As of 2027, the EU will start pricing CO2 emissions from buildings and road transport, with a new carbon pricing scheme, known as the Emissions Trading System 2 (ETS2).
When the system was agreed upon in 2023, EU lawmakers promised that prices would remain below Euro 45 per tonne of CO2, meaning a price surcharge of about 10 cents per liter of diesel or petrol.
Peter Liese (CDU/EPP), who was the European Parliament’s chief negotiator on the file, told Euractiv he was “a little more pessimistic now” that the EUR 45 limit could be kept, “because we are experiencing setbacks in terms of both mobility and buildings.”
Since the ETS2 is market-based, if Europe is less successful at phasing out its reliance on CO2-intensive energy sources, demand for CO2 emission certificates will rise and the price of carbon will jump accordingly. However, Liese added that “it is our joint task to avoid this scenario”.
Emissions from buildings, mostly caused by heating systems, and road transport, mostly caused by cars and lorries, are currently falling slower than the European Commission forecast.
Meanwhile, additional laws to reduce emissions in those sectors – such as the EU buildings directive or a German law to ban new gas and oil boilers (heating law) – have been watered down substantially, or will only take full effect at a later stage, such as the de facto phase-out of internal combustion engines by 2035.
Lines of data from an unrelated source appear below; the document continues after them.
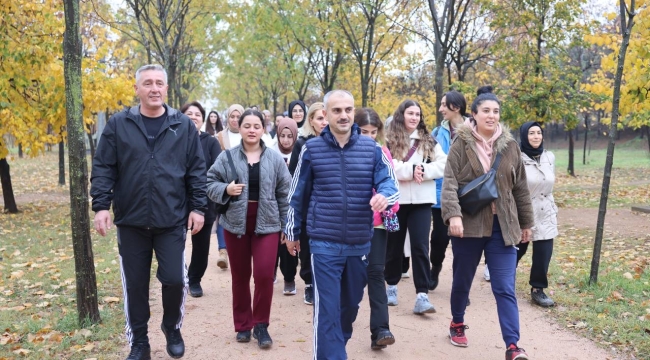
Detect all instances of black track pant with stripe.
[117,226,187,344]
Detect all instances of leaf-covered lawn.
[0,203,124,359]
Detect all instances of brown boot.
[217,249,228,269]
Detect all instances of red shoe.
[506,344,528,360]
[449,321,469,347]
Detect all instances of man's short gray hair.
[135,64,167,84]
[323,90,354,109]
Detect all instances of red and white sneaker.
[506,344,528,360]
[449,321,469,347]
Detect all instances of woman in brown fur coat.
[441,87,534,360]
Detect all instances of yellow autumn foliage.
[0,0,133,157]
[584,1,650,129]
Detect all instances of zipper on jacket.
[340,149,348,239]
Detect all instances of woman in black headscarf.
[288,100,307,129]
[517,121,558,307]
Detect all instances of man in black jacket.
[90,65,207,360]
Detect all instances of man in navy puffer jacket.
[285,90,399,360]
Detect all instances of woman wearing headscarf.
[217,104,244,150]
[284,102,327,305]
[205,110,223,136]
[271,118,298,166]
[217,104,244,269]
[288,100,307,128]
[180,101,221,297]
[517,121,558,307]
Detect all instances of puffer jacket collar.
[126,104,183,137]
[320,124,361,148]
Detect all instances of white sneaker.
[483,264,490,281]
[413,293,436,315]
[386,285,397,306]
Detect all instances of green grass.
[0,203,124,359]
[550,144,650,177]
[517,226,650,359]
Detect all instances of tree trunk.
[589,0,635,285]
[433,54,445,126]
[0,158,18,214]
[567,130,576,176]
[63,0,101,326]
[582,113,589,165]
[59,140,65,186]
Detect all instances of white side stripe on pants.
[117,256,133,345]
[310,254,320,360]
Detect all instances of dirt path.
[134,232,617,360]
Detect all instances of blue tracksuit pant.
[311,253,368,360]
[450,215,519,347]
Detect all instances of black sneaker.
[253,324,273,349]
[370,330,395,350]
[237,330,251,342]
[530,288,555,307]
[190,283,203,297]
[160,324,185,359]
[303,285,314,305]
[126,343,151,360]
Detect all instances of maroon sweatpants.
[224,202,280,332]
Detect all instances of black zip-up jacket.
[90,105,208,229]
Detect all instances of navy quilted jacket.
[285,124,399,250]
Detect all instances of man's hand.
[370,194,388,212]
[226,181,246,196]
[285,239,300,256]
[187,211,205,235]
[449,216,463,238]
[94,210,112,236]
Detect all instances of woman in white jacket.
[517,121,558,307]
[384,100,447,314]
[517,121,558,307]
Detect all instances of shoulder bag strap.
[492,153,501,171]
[404,139,420,162]
[226,150,239,183]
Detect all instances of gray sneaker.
[413,293,436,315]
[530,288,555,307]
[386,285,397,306]
[282,281,296,296]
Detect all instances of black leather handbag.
[458,154,501,215]
[215,150,239,214]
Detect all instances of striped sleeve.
[284,145,312,241]
[373,144,399,206]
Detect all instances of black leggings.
[429,208,450,266]
[384,204,431,294]
[517,239,553,289]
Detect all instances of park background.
[0,0,650,359]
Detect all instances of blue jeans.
[311,253,368,360]
[451,215,519,347]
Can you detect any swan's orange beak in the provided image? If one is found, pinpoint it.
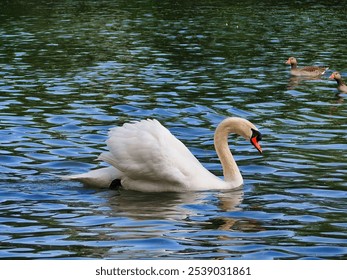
[251,136,263,154]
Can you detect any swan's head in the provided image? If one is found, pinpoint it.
[216,117,262,153]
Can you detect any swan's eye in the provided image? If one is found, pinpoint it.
[251,128,262,142]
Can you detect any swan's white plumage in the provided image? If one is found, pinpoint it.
[64,118,262,192]
[100,120,223,191]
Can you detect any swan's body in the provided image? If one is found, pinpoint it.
[63,117,261,192]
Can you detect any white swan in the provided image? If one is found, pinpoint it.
[62,117,262,192]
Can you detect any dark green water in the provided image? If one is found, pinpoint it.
[0,0,347,259]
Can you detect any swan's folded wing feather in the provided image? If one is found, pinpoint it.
[106,120,203,185]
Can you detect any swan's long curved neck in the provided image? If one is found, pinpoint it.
[214,120,242,182]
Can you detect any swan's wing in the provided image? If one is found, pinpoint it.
[106,120,204,186]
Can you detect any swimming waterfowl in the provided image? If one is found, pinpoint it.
[286,57,329,77]
[62,117,262,192]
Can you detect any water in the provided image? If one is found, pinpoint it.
[0,0,347,259]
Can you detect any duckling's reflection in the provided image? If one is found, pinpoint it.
[287,76,321,89]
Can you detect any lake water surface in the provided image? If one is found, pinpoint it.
[0,0,347,259]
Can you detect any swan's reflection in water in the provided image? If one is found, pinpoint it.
[95,188,259,258]
[108,188,243,221]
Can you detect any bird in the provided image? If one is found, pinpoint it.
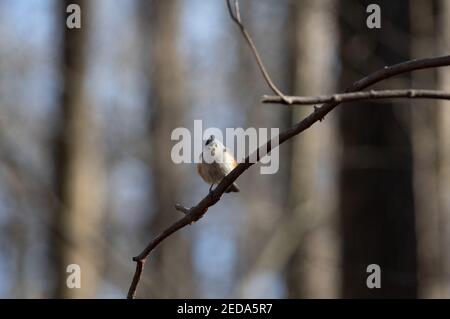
[197,135,239,193]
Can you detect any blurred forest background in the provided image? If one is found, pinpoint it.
[0,0,450,298]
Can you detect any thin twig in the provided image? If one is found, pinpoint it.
[226,0,291,104]
[262,89,450,105]
[128,55,450,298]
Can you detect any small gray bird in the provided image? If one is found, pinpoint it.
[197,135,239,193]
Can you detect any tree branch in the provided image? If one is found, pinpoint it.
[262,89,450,105]
[225,0,291,104]
[128,56,450,298]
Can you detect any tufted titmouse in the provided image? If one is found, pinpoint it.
[197,135,239,193]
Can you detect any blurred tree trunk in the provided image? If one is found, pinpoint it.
[339,0,417,298]
[287,0,339,298]
[435,0,450,298]
[139,0,195,298]
[50,0,104,298]
[230,0,292,298]
[410,0,445,298]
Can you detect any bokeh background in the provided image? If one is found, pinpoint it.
[0,0,450,298]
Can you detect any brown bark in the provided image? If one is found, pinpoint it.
[339,1,417,298]
[50,0,104,298]
[139,0,195,298]
[287,0,339,298]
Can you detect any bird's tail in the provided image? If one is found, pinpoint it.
[225,183,239,193]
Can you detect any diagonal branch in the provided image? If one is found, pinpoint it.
[262,89,450,105]
[226,0,291,104]
[128,55,450,298]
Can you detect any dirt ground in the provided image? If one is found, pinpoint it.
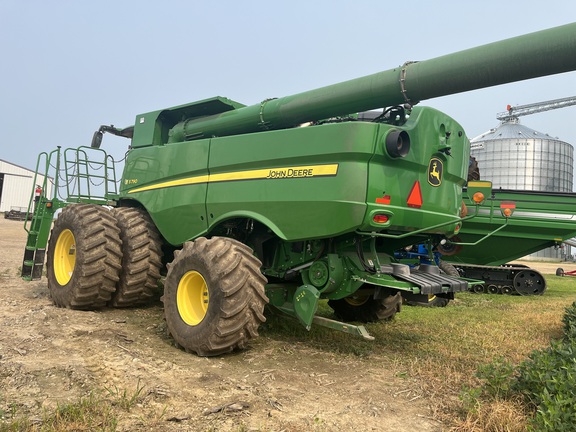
[0,218,446,431]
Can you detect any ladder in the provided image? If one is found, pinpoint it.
[21,147,118,281]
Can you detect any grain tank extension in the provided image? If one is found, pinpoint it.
[22,25,576,355]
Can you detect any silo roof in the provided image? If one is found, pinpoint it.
[470,120,560,142]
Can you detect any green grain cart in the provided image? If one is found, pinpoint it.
[22,24,576,356]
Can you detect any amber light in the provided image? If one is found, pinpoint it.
[500,201,516,217]
[372,214,390,223]
[472,192,484,204]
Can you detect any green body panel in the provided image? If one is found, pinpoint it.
[120,107,469,245]
[128,24,576,147]
[443,189,576,265]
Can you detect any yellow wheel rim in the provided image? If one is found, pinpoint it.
[54,230,76,285]
[176,271,209,326]
[344,296,370,306]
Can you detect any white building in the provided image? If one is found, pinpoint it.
[0,159,52,212]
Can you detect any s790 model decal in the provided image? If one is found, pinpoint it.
[128,164,338,193]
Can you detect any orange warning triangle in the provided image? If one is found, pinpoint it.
[406,180,422,208]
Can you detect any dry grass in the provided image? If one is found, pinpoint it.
[268,276,576,431]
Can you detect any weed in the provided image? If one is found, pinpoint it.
[104,380,144,411]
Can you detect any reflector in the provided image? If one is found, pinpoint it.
[406,180,422,208]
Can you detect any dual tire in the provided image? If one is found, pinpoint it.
[46,204,162,310]
[46,204,268,356]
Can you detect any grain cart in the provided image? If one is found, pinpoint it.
[438,182,576,295]
[22,25,576,356]
[395,185,576,306]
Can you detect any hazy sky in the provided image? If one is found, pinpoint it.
[0,0,576,174]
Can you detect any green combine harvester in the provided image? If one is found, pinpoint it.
[22,24,576,356]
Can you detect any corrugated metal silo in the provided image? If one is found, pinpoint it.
[471,118,574,259]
These developments could lead to higher demand for emission allowances in 2027, and therefore to a higher carbon price. The situation in his native Germany particularly concerns Liese: “Last spring, a lot of people were still determined to install climate-neutral heating systems,” he said, adding “The debate about the heating law has caused a setback”.
2023 saw Germans install 790,000 new gas boilers – more than in any of the previous 20 years. Many say this surge was due to an eleventh-hour panic, in which homeowners raced to install new gas boilers before they were banned by the upcoming rules.
On transport emissions, falling sales of electric vehicles (12.2% of all new vehicles in April 2024, versus 14.7% in April 2023) is being noted.
Germany’s failure to reach its climate targets in these two sectors means that “pressure on certificates is then greater and prices are rising” according to Liese.
Other lawmakers share the concern that prices will exceed Euro 45. “Euro 45 is not a hard limit in the current design, but rather a very soft brake,” Tiemo Wölken, German MEP and coordinator on environmental policy for the center-left S&D group told Euractiv.
“Current studies […] assume that the price could rise towards €200 per tonne,” he said, pointing to research by German think-tank Agora Energiewende.